The speech was a departure from much of the harsh rhetoric that filled the preceding days of the convention. Gone were the chants of “lock her up” aimed at Trump’s rival. Instead, Ivanka Trump channeled her own growing celebrity and sought to bridge the divide with the female voters her father has struggled with during the entirety of his campaign.
“At our family’s company, there are more female than male executives,” Ivanka Trump said to applause. “Women are paid equally for the work that we do, and when a woman becomes a mother, she is supported — not shut out.”
She is also the face of the Trump campaign’s most overt effort to woo women voters, speaking directly into the camera in a television ad titled “Motherhood.”
“The most important job any woman could have is being a mother — and it shouldn’t mean taking a paycut,” Trump said in the ad which includes pictures of Ivanka Trump with her children and video of Trump playing with his grandchildren.

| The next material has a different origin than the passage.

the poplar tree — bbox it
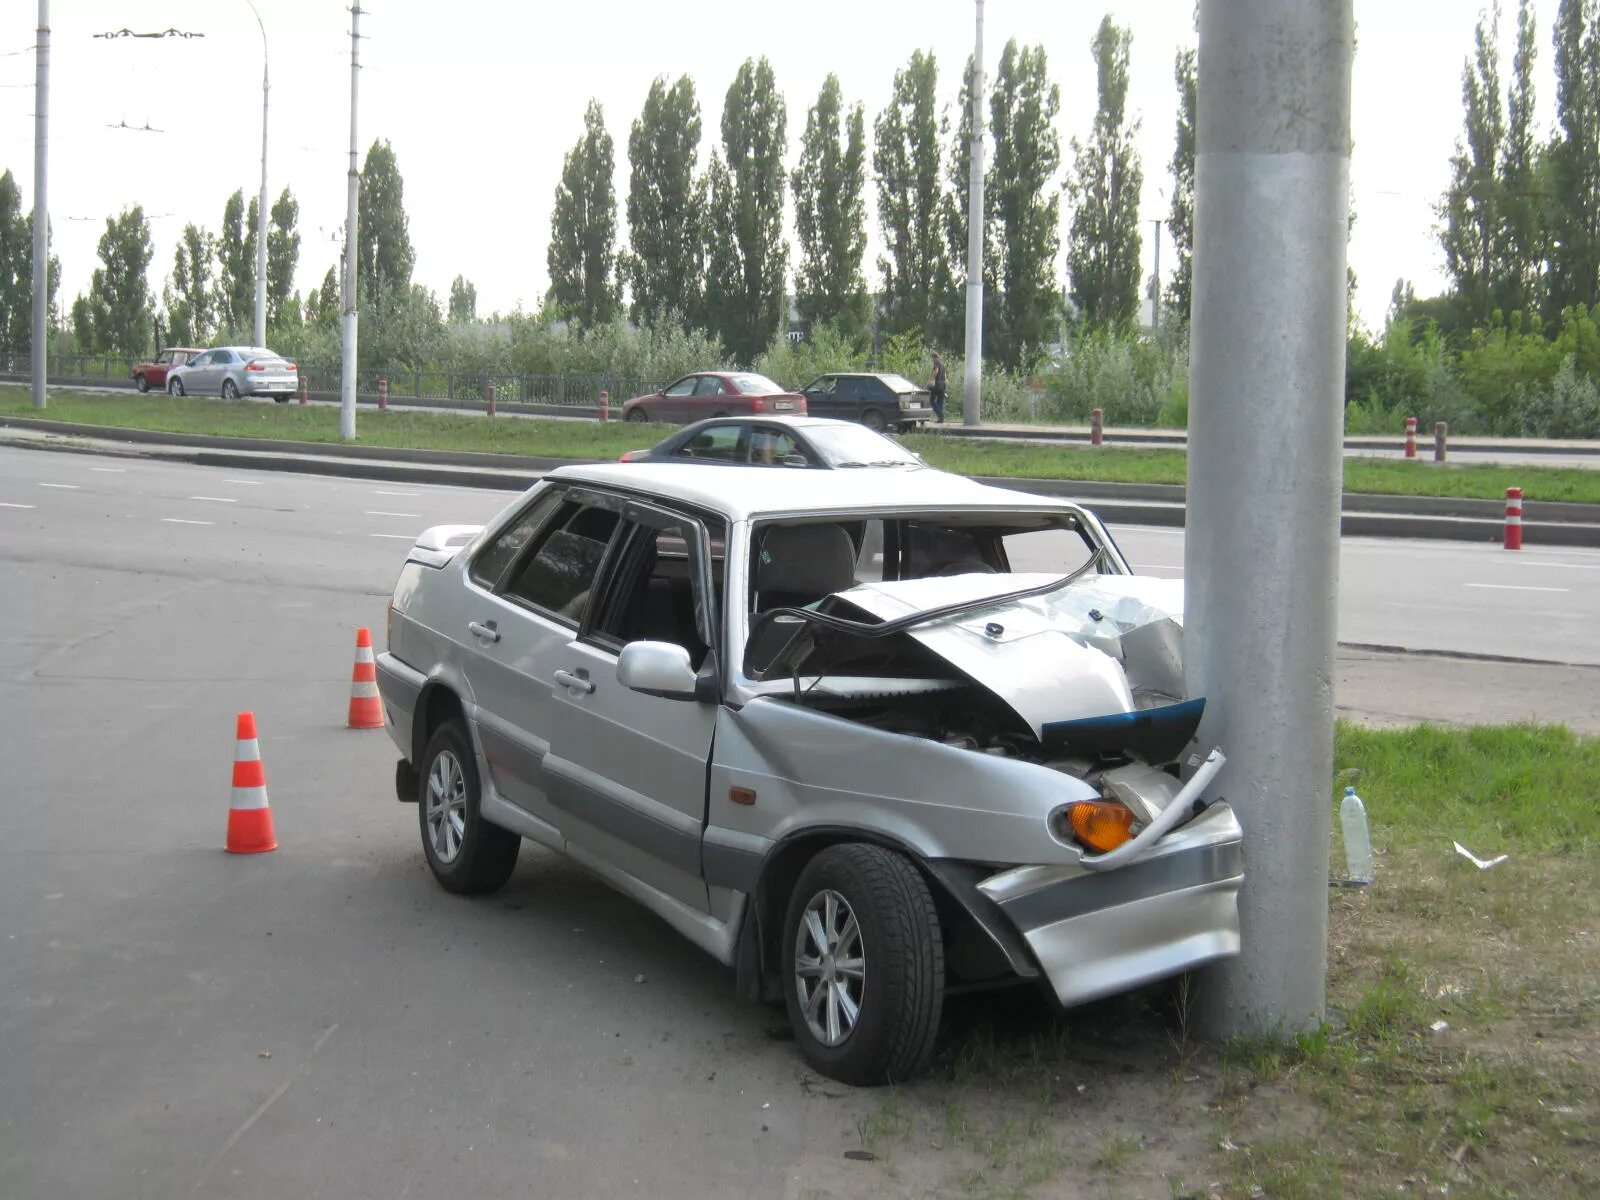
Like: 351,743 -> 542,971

It includes details of the affordable childcare policies Donald Trump rolled out with Ivanka by his side and was a blatant attempt to increase Trump’s standing with women.

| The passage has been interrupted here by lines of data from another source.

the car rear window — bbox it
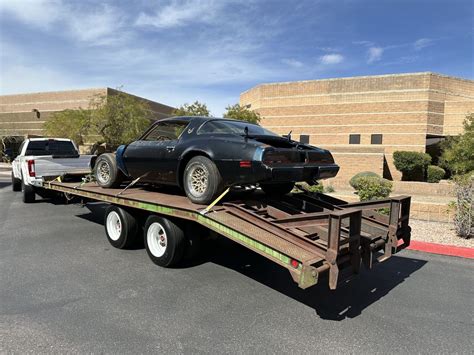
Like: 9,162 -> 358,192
198,120 -> 278,136
25,140 -> 78,156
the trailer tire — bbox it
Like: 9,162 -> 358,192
95,153 -> 124,188
12,172 -> 21,191
104,205 -> 138,249
144,215 -> 185,267
22,180 -> 35,203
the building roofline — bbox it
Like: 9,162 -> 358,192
241,72 -> 474,95
0,87 -> 108,98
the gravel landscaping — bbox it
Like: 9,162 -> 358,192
409,219 -> 473,248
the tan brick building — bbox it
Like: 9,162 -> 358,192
240,72 -> 474,181
0,88 -> 174,138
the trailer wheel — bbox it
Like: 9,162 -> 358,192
104,205 -> 138,249
21,180 -> 35,203
11,172 -> 21,192
144,215 -> 185,267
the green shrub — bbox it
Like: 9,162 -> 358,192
427,165 -> 445,183
393,151 -> 431,181
297,182 -> 323,193
354,176 -> 393,201
349,171 -> 381,190
324,185 -> 335,193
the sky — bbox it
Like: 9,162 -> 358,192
0,0 -> 473,115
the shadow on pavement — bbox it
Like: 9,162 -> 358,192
0,181 -> 12,189
71,201 -> 427,320
205,237 -> 426,320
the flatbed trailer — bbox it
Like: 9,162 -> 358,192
42,180 -> 411,290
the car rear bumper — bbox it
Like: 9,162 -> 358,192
261,164 -> 340,182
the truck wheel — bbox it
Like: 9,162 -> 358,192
183,156 -> 223,205
11,172 -> 21,191
261,182 -> 295,196
104,205 -> 138,249
21,180 -> 35,203
95,153 -> 124,188
144,215 -> 185,267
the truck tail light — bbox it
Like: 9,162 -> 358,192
239,160 -> 251,168
27,159 -> 35,177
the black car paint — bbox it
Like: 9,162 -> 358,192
117,116 -> 339,188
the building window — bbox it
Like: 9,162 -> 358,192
371,134 -> 383,144
299,134 -> 310,144
349,134 -> 360,144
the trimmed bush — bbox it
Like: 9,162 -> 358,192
427,165 -> 445,183
393,151 -> 431,181
354,176 -> 393,201
349,171 -> 381,190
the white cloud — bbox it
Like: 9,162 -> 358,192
136,0 -> 227,29
320,53 -> 344,65
0,0 -> 125,45
367,46 -> 383,63
414,38 -> 434,51
282,58 -> 304,68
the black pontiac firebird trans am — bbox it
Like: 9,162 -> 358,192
94,116 -> 339,204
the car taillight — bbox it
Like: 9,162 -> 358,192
239,160 -> 251,168
27,160 -> 35,177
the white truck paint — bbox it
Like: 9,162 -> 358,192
12,138 -> 94,188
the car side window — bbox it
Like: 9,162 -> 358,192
143,121 -> 189,142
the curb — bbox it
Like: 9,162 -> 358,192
407,240 -> 474,259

Donald Trump has repeatedly commented on his daughter’s appearance
Donald Trump’s comments about the appearances and sexuality of women also extend to comments about his daughter.

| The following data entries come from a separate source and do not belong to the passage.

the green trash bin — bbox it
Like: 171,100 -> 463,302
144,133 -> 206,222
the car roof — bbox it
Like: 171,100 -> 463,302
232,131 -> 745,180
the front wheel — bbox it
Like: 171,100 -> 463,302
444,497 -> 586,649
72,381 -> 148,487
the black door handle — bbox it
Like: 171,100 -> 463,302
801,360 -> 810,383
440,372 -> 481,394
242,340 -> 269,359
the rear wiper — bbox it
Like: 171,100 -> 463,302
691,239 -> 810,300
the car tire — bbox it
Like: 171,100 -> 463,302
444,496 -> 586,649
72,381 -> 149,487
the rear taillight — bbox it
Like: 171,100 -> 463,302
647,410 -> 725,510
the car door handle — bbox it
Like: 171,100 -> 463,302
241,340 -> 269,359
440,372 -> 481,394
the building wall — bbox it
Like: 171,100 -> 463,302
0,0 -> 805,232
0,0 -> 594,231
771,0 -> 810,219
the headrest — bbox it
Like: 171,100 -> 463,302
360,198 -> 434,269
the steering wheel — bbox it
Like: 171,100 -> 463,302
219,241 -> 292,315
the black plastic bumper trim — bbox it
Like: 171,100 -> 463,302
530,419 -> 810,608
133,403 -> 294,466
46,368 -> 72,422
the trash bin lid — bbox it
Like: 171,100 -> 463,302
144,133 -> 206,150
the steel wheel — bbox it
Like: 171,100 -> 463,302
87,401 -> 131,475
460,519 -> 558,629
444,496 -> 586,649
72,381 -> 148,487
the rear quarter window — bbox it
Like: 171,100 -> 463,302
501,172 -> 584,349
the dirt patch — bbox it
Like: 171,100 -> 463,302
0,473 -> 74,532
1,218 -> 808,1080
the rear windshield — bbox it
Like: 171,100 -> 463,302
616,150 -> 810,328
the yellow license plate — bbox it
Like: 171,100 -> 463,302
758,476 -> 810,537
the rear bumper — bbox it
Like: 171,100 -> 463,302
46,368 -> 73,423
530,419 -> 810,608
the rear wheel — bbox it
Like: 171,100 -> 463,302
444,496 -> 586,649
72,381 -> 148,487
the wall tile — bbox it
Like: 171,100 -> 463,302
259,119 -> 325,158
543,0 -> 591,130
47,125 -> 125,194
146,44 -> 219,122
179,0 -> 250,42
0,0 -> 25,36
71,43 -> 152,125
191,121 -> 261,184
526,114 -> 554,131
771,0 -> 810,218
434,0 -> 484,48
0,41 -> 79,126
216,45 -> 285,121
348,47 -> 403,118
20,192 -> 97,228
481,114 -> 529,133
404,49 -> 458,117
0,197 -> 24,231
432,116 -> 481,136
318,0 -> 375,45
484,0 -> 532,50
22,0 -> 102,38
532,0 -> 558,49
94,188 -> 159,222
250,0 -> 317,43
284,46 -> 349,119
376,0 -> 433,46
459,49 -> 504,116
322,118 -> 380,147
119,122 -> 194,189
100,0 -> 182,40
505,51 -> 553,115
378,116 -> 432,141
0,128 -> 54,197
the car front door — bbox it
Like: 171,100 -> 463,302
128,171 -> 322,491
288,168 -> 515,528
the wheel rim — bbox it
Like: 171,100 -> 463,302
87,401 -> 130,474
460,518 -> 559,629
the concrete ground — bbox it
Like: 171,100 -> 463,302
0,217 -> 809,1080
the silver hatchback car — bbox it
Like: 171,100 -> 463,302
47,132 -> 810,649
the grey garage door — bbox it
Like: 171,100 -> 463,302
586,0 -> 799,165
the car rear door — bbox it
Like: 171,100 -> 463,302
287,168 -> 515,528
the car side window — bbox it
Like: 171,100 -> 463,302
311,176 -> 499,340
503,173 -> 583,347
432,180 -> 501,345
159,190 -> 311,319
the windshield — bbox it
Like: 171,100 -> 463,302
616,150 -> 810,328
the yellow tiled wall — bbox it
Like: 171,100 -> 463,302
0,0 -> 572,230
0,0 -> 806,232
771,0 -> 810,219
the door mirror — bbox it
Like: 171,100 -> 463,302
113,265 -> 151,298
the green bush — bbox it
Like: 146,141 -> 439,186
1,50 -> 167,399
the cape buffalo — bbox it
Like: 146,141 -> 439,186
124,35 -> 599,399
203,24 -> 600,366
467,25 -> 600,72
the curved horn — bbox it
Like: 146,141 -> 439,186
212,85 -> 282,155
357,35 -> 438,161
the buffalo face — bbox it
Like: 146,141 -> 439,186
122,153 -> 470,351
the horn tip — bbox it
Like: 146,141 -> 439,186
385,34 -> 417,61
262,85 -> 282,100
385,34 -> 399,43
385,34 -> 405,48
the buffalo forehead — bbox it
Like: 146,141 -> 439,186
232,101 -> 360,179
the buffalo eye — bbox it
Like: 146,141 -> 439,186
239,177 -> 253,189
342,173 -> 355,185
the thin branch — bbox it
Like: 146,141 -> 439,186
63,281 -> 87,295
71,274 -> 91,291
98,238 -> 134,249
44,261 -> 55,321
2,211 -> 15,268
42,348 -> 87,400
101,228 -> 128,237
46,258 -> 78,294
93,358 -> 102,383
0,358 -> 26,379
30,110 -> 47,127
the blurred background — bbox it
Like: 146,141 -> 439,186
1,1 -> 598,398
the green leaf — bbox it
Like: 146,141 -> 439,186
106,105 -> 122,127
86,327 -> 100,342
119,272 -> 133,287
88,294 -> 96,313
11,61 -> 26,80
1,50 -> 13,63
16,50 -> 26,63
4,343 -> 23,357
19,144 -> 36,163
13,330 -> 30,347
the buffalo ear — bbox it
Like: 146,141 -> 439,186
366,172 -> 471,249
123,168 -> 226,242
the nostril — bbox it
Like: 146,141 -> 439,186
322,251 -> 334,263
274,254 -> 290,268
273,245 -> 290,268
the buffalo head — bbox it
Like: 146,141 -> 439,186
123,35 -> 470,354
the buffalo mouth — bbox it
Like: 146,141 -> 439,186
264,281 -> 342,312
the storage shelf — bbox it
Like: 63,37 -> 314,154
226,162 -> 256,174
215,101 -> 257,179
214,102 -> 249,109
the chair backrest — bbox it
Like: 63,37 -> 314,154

In 2006, he suggested that if she weren’t his daughter, “perhaps I’d be dating her.” And a review of hours of audio from the Republican nominee’s appearances on the Howard Stern show spanning nearly two decades, found Trump commenting on Ivanka Trump’s body more than once, including an exchange about her breast size.
In an October 2006 interview, Stern asked Trump whether his daughter had ever gotten breast implants and Trump responded by saying that his daughter had “always been very voluptuous” and was an “amazing beauty.”
In an earlier interview, recorded in September 2004, Stern asked Donald Trump whether he could refer to Ivanka Trump as a “piece of ass.”
Donald Trump, responded affirmatively, saying that he could.
Trump campaign manager Kellyanne Conway was asked by CNN’s Anderson Cooper why these comments were acceptable. Conway responded that Ivanka Trump and her father have a “beautiful relationship.”
“I don’t know if you’re trying to drive a wedge between those two, but good luck,” Conway told Cooper. “They’re very close and have a beautiful relationship.”
Ivanka Trump, meanwhile, did not respond to requests for comment and has not responded to her father’s claims or addressed the 2005 video.
The comments put Ivanka Trump in an increasingly difficult position. As a mother and an executive who has built her brand on empowering women, will she defend the comments her father has made about her and the behavior he has purportedly displayed toward other women?
She has, at least once.
After allegations that her father had groped a woman in a business meeting surfaced in May, Ivanka Trump told CBS This Morning that her father was “not a groper” and denied that he frequently commented on women’s bodies and appearances.
“That’s not who he is. I’ve known my father obviously my whole life and he has total respect for women,” she told CBS.
CORRECTION: A previous version of this story misidentified the person interviewing Ivanka Trump in Malvern.